Groover Boy’s Unexpected Reunion with the “Jackass”

2 Min. Read
Groover Boy’s Unexpected Reunion with the “Jackass”

In spring 2004, then 38-year-old Kevin Fedarko decided the best career move he could make was to quit his job and find a way to join the river trips a commercial dory boat guide company ran in the Grand Canyon. He landed a not-so-coveted job rowing the groover boat, an 18-foot raft carrying the full rocket boxes from the “groover,” or camp toilet used by staff and clients on the company’s two-week-long river trips.

For four summers, and fourteen Colorado River trips through the Grand Canyon from 2004 to 2008, Fedarko rowed a boat named Jackass through the canyon, navigating the 40-plus big-water rapids Grand Canyon Class 5 or higher. He made a few mistakes (like getting launched out of the boat), but never the catastrophic one he worried about the most: flipping the boat, smashing its cargo, and dumping sewage into the West’s most beloved river.

In 2008, he recounted his adventures at the helm of the groover boat in an eloquent 5,000-word essay for Outside Magazine, titled “They Call Me Groover Boy.” He didn’t set out to be “Groover Boy,” really—he just wanted a way to get to know the Grand Canyon. And he did. In 2013, Scribner published his book, The Emerald Mile, a gripping account of the fastest-ever boat ride through the Grand Canyon by three river guides in 1983, covering the history and politics that make the Colorado River such an interesting—and controversial—place. The book won a 2013 National Outdoor Book Award.

Best-selling author Kevin Fedarko | Photo: Brendan Leonard

In June 2014, Fedarko was invited on an OARS trip on the Green River through the Gates of Lodore with a group of journalists, nonprofit leaders, and the owners and CEO of Klean Kanteen.
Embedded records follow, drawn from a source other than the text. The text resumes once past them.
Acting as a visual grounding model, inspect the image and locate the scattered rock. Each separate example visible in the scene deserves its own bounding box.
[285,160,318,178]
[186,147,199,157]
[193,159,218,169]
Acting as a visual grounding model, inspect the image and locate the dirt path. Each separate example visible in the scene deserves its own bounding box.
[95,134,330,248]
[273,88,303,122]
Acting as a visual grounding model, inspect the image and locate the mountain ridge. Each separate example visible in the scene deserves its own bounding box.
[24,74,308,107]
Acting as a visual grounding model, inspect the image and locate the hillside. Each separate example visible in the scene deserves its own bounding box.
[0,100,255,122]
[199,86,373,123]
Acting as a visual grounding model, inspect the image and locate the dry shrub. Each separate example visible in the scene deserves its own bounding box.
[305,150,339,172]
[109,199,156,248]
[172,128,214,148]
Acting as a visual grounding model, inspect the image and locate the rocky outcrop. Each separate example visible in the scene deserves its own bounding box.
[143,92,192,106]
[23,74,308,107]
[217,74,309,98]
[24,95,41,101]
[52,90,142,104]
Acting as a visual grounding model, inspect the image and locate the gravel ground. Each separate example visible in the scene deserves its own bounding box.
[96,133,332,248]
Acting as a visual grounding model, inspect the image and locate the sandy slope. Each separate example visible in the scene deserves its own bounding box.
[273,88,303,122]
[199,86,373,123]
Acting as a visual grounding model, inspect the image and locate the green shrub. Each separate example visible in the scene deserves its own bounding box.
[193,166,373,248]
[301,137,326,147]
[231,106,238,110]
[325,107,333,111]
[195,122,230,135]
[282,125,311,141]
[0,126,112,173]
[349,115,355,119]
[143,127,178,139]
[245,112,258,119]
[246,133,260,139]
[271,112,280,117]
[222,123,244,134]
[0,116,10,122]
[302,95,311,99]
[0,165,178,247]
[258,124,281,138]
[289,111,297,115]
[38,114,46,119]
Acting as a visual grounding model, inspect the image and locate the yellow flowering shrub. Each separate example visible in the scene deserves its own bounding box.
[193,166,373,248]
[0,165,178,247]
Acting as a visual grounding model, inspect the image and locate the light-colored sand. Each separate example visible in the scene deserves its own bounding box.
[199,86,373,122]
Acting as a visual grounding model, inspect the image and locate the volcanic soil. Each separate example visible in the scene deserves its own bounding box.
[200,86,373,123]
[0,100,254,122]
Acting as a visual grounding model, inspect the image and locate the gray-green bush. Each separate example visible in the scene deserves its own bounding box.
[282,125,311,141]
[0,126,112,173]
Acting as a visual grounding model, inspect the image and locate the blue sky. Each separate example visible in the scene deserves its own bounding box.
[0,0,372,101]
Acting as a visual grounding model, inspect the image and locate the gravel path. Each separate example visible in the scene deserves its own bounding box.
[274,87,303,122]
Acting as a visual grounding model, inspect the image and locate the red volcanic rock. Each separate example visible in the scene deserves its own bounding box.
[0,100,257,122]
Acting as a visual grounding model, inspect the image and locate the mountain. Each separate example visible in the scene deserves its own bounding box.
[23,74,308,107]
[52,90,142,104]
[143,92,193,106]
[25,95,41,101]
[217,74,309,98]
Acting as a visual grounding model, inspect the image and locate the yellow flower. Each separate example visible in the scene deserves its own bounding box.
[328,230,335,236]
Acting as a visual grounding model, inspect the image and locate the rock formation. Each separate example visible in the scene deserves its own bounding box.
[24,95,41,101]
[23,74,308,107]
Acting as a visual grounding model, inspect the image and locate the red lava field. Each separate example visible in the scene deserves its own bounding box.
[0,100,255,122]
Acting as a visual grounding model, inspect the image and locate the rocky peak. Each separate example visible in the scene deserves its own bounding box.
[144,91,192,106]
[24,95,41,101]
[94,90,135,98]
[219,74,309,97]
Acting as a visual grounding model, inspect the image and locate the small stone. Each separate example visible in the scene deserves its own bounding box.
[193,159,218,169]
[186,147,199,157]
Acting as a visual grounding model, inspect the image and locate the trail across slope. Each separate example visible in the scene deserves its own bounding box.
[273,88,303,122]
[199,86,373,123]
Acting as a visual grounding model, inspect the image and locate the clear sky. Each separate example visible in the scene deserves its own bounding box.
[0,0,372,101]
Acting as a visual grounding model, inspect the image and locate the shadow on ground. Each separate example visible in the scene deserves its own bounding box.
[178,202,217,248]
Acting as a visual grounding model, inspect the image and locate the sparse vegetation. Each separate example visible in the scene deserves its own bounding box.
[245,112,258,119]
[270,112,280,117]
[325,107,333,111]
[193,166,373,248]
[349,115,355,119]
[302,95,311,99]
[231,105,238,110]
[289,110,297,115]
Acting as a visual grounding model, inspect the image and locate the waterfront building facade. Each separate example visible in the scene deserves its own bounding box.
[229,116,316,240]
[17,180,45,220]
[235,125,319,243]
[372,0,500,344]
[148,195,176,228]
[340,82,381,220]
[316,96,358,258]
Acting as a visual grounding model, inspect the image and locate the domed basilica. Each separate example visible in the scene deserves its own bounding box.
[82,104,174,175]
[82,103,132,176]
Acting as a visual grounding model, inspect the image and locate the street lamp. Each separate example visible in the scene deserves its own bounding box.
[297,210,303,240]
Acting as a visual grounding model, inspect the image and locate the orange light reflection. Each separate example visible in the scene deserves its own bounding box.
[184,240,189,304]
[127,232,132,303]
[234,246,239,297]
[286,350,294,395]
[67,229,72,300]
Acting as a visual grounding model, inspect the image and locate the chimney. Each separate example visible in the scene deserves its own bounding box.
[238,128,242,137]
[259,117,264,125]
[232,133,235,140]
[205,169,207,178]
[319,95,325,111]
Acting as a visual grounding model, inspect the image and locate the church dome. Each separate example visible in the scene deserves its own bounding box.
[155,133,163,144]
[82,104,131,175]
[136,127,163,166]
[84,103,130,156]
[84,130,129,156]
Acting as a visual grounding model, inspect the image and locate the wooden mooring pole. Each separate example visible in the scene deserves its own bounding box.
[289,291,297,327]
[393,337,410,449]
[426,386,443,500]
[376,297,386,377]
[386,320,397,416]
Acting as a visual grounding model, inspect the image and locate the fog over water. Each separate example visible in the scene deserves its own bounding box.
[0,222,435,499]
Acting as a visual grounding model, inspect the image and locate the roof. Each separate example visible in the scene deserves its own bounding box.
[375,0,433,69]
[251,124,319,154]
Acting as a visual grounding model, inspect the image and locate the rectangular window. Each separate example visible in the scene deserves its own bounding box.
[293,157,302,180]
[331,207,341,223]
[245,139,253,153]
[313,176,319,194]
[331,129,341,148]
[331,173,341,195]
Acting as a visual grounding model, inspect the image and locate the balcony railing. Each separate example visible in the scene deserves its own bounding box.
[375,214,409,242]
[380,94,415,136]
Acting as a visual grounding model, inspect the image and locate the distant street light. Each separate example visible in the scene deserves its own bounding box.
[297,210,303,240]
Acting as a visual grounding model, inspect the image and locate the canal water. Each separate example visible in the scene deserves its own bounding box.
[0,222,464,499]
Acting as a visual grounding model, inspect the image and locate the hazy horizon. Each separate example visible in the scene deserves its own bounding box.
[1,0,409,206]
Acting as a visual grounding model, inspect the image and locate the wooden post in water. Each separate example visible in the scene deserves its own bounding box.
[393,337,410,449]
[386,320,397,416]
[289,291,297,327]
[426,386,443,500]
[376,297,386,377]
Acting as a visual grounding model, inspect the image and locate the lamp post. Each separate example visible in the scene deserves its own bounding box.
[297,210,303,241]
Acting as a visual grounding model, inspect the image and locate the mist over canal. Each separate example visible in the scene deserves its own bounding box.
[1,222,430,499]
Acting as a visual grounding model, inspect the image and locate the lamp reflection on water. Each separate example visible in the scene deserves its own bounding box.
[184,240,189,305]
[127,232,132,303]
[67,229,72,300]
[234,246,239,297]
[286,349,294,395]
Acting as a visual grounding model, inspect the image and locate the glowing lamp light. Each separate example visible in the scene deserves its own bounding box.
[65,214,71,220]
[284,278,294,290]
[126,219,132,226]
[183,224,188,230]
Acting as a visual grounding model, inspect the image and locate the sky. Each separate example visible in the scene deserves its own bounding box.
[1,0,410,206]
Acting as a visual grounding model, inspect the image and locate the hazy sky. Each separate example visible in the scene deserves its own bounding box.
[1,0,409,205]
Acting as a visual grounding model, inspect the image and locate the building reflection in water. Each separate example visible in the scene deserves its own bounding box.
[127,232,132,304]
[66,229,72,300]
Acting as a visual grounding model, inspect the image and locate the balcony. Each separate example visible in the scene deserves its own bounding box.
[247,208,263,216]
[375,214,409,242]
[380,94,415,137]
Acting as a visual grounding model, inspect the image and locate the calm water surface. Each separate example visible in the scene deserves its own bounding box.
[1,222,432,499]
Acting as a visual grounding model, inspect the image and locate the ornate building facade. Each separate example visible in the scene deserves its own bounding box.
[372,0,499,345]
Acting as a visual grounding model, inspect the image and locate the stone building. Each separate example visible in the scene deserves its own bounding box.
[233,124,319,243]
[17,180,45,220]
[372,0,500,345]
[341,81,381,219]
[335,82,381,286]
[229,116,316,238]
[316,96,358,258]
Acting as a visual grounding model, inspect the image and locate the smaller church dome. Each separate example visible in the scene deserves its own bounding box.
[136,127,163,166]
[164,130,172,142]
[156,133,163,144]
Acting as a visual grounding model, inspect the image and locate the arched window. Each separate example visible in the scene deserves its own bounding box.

The group took three oar rafts, one paddle raft, two duckies, one SUP board—and two gear rafts, one of which looked a little familiar. Fedarko walked over to the front of the boat and under the bowline, saw a name from his past, in small red letters: Jackass.
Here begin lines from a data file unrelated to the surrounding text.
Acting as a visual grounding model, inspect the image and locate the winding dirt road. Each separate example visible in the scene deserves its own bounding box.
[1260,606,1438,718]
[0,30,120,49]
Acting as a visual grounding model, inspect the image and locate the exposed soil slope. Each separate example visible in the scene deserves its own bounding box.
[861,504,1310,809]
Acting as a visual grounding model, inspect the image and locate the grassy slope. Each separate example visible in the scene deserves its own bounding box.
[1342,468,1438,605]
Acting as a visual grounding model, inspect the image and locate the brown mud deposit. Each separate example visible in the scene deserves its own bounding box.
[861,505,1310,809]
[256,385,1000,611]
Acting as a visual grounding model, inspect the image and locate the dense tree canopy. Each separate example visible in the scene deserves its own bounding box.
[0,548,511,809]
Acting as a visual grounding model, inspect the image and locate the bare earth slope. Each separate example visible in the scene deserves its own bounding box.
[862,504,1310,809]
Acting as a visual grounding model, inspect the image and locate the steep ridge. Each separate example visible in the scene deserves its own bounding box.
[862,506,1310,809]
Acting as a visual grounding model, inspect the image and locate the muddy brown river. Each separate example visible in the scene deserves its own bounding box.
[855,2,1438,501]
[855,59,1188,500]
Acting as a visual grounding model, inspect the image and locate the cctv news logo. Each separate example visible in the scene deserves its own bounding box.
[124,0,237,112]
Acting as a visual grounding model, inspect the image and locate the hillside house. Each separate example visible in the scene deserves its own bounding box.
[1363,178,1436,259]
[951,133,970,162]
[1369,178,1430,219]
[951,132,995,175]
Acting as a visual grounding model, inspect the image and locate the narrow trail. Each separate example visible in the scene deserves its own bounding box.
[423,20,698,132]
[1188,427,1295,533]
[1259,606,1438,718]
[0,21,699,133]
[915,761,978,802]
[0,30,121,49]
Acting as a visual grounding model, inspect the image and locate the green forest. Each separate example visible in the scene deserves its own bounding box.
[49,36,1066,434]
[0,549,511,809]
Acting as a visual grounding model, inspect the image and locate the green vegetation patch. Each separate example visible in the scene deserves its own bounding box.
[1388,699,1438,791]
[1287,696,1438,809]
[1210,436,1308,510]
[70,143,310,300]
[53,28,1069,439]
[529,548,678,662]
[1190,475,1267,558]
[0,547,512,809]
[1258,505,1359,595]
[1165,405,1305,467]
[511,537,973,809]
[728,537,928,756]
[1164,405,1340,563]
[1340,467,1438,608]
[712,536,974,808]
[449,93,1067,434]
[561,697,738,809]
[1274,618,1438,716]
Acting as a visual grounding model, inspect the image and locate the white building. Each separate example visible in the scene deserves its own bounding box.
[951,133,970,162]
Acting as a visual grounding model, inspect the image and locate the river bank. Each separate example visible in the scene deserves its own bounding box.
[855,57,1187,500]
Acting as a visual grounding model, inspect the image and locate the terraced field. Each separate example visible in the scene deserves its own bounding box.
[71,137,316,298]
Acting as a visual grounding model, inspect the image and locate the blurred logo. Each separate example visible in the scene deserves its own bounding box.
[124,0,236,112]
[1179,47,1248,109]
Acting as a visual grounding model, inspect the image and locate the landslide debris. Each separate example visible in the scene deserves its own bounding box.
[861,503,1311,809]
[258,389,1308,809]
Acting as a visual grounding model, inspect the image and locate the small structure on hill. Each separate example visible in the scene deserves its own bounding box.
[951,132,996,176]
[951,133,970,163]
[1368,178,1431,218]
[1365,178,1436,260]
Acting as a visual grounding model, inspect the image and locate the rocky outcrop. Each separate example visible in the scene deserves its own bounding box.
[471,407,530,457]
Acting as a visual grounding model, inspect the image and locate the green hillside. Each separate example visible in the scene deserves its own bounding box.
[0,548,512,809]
“Groover Boy,” and his old groover boat, had been reunited—although now in new roles as “award-winning author” and “gear boat.” Through a few business transactions, the Jackass had moved from its old home in Flagstaff to the headquarters of Don Hatch River Expeditions in Vernal, Utah, where OARS’ Gates of Lodore trips are staged.

It wasn’t quite a scripted-for-a-Disney-movie reunion scene, but Fedarko was visibly pleased to see his old boat and took a turn at the oars during a calm flat-water section on the Green River above the confluence with the Yampa River. It certainly had to be more relaxing than their old times together, navigating the legendary Grand Canyon rapids like Crystal and Lava Falls with a half-dozen rocket boxes full of you-know-what, rigged to flip.